S Geneser*, N Kirby, I Hsu, J A M Cunha, J Pouliot, UC San Francisco, San Francisco, CA

TU-C-141-7 Tuesday 10:30AM - 12:30PM Room: 141

Purpose: With the increased availability of clinical deformable image registration tools, summing dose distributions calculated over different CT volumes is a tempting option. However, visual inspections of image registrations are insufficient to assess accuracy, and no patient-specific QA methods exist to-date. If the plan quality of the resulting summed dose is poor, it is difficult to discern whether the degradation results from organ motion or registration inaccuracies. We present a straightforward patient-specific test that identifies invalid dose registrations.

Methods: We applied the proposed test to assess dose registration accuracy for an illustrative 2-fraction HDR brachytherapy prostate case. One plan per fraction was optimized using a unique CT acquired and contoured for each fraction and MIMVista was used to deformably register the clinical dose and contours. The resulting deformed and target CTs were compared. DVHs for the original dose distributions were calculated on their corresponding contours and for the deformed dose using both the target and warped contours.

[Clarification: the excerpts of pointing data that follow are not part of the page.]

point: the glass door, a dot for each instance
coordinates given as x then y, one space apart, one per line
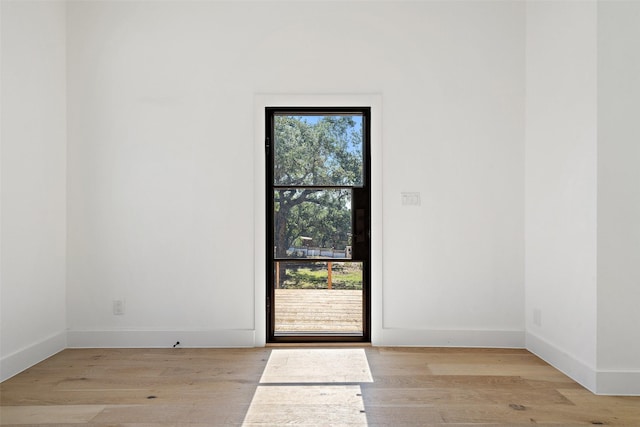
318 204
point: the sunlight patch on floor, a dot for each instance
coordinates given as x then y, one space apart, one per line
311 387
340 365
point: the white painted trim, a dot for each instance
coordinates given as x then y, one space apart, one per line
568 364
20 360
318 100
160 339
618 383
452 338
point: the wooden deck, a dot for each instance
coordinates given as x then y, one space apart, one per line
318 311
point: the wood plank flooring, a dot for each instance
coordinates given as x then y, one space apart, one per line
274 386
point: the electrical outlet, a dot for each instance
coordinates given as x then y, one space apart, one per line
118 307
537 317
410 199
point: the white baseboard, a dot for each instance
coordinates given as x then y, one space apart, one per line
454 338
618 383
18 361
161 339
566 363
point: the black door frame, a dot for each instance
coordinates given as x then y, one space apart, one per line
364 198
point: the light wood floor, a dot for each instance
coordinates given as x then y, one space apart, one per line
324 386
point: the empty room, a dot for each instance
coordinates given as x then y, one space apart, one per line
320 212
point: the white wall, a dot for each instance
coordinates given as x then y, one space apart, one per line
561 185
618 197
33 183
161 157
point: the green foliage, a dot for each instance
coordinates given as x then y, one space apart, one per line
315 276
327 151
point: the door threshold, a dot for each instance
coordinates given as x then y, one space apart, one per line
356 344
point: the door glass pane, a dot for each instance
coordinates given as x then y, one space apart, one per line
323 150
312 223
318 297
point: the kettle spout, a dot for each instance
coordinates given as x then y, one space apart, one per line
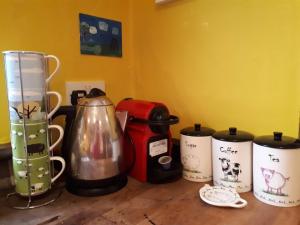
122 117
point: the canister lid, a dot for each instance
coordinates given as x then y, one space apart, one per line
197 131
233 135
277 141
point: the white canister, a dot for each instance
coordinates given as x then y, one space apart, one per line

The four resulting DVH sets were compared and analyzed.

Results: Though the deformed and target CTs match closely, V100 for the deformed dose plan is 42.0% as compared to 88.6% and 89.6% for the first and second day plans. Computing the deformed dose prostate DVH on the warped contours instead produces a target DVH with V100 of 82.6%, which differs greatly from the deformed V100 calculated on the target contours.

Conclusion: When assessing a deformed dose, it is impossible to determine a priori whether degradation of the plan DVHs has resulted from organ motion or registration inaccuracies. If contoured and registered properly, the DVHs of the deformed dose should be similar regardless of whether they are computed over the deformed or target CT contours. Large differences between the two are a strong indication that the warped dose is unusable.